Roughly 9 percent of failed startups blame a lack of passion on their flop. They may survive for a few months or years, but when the going gets tough, they lack the motivation to keep pushing through

Passion is a necessary ingredient of success; however, this isn’t to say it’s everything. As entrepreneur Don Charlton explains, “Passion is definitely an essential ingredient to your entrepreneurial journey, but so is an underserved, untapped market. Without one or the other, startups – and therefore entrepreneurs – fail.”

Competition is actually very healthy.

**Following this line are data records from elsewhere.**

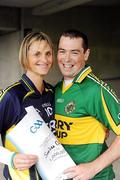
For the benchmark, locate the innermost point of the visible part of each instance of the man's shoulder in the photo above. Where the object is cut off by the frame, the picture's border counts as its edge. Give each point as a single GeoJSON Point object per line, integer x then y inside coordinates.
{"type": "Point", "coordinates": [12, 91]}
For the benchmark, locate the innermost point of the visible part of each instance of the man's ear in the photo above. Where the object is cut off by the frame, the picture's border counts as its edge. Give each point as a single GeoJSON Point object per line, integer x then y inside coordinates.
{"type": "Point", "coordinates": [87, 53]}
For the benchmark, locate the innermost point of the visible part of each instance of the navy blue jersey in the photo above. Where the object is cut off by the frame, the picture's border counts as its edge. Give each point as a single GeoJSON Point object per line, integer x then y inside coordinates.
{"type": "Point", "coordinates": [13, 102]}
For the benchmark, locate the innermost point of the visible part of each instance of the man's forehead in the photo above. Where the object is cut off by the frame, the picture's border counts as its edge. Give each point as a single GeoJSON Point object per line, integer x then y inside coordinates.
{"type": "Point", "coordinates": [70, 43]}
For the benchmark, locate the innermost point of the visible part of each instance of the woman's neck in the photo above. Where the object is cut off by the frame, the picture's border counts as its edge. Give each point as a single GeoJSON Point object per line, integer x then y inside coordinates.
{"type": "Point", "coordinates": [37, 81]}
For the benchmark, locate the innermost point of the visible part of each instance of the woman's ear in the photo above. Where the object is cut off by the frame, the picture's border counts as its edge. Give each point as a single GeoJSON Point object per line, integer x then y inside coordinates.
{"type": "Point", "coordinates": [87, 53]}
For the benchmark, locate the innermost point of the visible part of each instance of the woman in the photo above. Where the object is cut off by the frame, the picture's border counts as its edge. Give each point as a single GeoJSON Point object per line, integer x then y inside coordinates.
{"type": "Point", "coordinates": [36, 57]}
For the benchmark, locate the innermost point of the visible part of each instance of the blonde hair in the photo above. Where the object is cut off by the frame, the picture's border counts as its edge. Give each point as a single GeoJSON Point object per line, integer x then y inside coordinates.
{"type": "Point", "coordinates": [26, 43]}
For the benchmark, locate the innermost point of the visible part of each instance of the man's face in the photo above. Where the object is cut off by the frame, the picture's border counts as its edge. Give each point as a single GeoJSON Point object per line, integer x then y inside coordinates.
{"type": "Point", "coordinates": [71, 56]}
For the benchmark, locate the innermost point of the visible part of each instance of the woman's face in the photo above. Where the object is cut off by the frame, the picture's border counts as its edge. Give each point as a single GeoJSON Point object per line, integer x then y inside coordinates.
{"type": "Point", "coordinates": [40, 58]}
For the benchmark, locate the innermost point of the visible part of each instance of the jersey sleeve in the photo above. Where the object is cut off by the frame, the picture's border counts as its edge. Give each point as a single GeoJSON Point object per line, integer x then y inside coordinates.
{"type": "Point", "coordinates": [108, 109]}
{"type": "Point", "coordinates": [7, 111]}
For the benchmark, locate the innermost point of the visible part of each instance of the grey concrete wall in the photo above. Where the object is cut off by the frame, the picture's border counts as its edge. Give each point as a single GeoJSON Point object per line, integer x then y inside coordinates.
{"type": "Point", "coordinates": [9, 64]}
{"type": "Point", "coordinates": [103, 29]}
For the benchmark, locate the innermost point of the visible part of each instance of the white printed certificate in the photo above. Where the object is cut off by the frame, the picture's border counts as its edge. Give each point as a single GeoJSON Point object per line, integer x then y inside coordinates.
{"type": "Point", "coordinates": [32, 136]}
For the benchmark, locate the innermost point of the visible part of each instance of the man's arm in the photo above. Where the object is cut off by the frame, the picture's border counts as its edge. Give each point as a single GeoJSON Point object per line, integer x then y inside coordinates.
{"type": "Point", "coordinates": [86, 171]}
{"type": "Point", "coordinates": [19, 161]}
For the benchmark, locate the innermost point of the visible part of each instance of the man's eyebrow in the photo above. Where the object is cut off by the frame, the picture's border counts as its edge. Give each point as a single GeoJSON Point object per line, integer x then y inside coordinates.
{"type": "Point", "coordinates": [61, 49]}
{"type": "Point", "coordinates": [76, 50]}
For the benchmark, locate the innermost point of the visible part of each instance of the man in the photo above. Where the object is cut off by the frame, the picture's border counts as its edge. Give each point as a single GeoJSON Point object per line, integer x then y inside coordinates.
{"type": "Point", "coordinates": [85, 108]}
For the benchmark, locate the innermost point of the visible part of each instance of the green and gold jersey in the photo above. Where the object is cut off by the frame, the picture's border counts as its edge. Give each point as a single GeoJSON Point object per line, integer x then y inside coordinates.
{"type": "Point", "coordinates": [84, 110]}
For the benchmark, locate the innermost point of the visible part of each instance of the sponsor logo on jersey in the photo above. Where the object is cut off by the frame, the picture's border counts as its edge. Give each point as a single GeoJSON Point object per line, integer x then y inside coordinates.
{"type": "Point", "coordinates": [70, 107]}
{"type": "Point", "coordinates": [60, 100]}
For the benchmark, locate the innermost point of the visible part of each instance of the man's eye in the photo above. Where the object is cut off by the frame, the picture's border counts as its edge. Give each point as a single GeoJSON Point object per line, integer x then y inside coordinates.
{"type": "Point", "coordinates": [37, 54]}
{"type": "Point", "coordinates": [62, 52]}
{"type": "Point", "coordinates": [48, 53]}
{"type": "Point", "coordinates": [75, 53]}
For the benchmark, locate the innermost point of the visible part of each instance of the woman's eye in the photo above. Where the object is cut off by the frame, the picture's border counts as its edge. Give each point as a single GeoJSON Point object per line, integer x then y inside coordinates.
{"type": "Point", "coordinates": [48, 53]}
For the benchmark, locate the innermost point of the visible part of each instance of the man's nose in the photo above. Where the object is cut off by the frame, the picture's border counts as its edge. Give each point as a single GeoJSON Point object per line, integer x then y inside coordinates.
{"type": "Point", "coordinates": [67, 57]}
{"type": "Point", "coordinates": [44, 58]}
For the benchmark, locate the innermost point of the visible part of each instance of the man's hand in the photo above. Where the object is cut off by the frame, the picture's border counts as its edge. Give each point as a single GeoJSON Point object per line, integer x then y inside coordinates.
{"type": "Point", "coordinates": [81, 172]}
{"type": "Point", "coordinates": [24, 161]}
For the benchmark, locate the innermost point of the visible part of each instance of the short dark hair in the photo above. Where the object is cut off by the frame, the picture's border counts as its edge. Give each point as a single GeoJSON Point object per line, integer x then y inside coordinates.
{"type": "Point", "coordinates": [74, 33]}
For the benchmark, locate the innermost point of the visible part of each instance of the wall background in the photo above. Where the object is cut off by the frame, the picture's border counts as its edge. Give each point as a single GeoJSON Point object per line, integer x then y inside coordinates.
{"type": "Point", "coordinates": [102, 26]}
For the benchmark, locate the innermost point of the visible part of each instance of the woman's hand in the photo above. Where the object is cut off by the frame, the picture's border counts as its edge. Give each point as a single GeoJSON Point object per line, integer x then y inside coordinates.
{"type": "Point", "coordinates": [24, 161]}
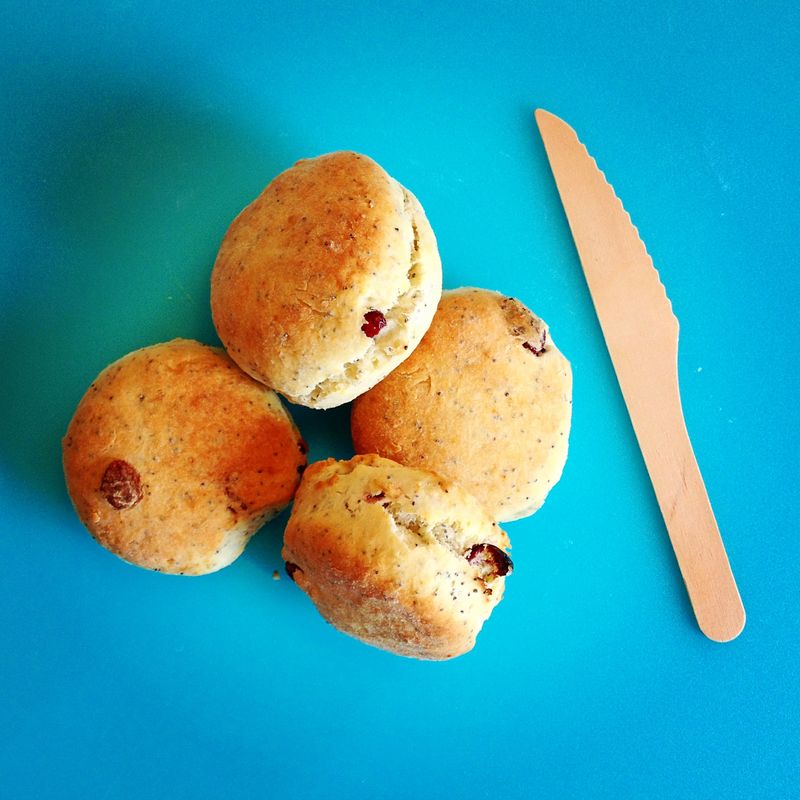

It forces you to be proactive and prevents you from sitting back and relaxing. However, there’s a fine line between competition and too much competition.

CBI Insights data shows that 19 percent of failed startups get outcompeted by other companies in their niche. If you know you’re going to be in a highly competitive niche, be prepared to work hard and be willing to pivot at a moment’s notice.

Whether you’re licking your wounds from a startup failure, or preparing to launch a startup and hoping to avoid failure, it’s imperative that you never assume you know it all. The moment you relax is the moment you get uprooted.

The most successful entrepreneurs are the ones who never stop learning. They’re the ones who recognize their own shortcomings and actively seek both formal and informal education from those who possess knowledge they don’t have.

Adopt this same mentality and success won’t be nearly as elusive.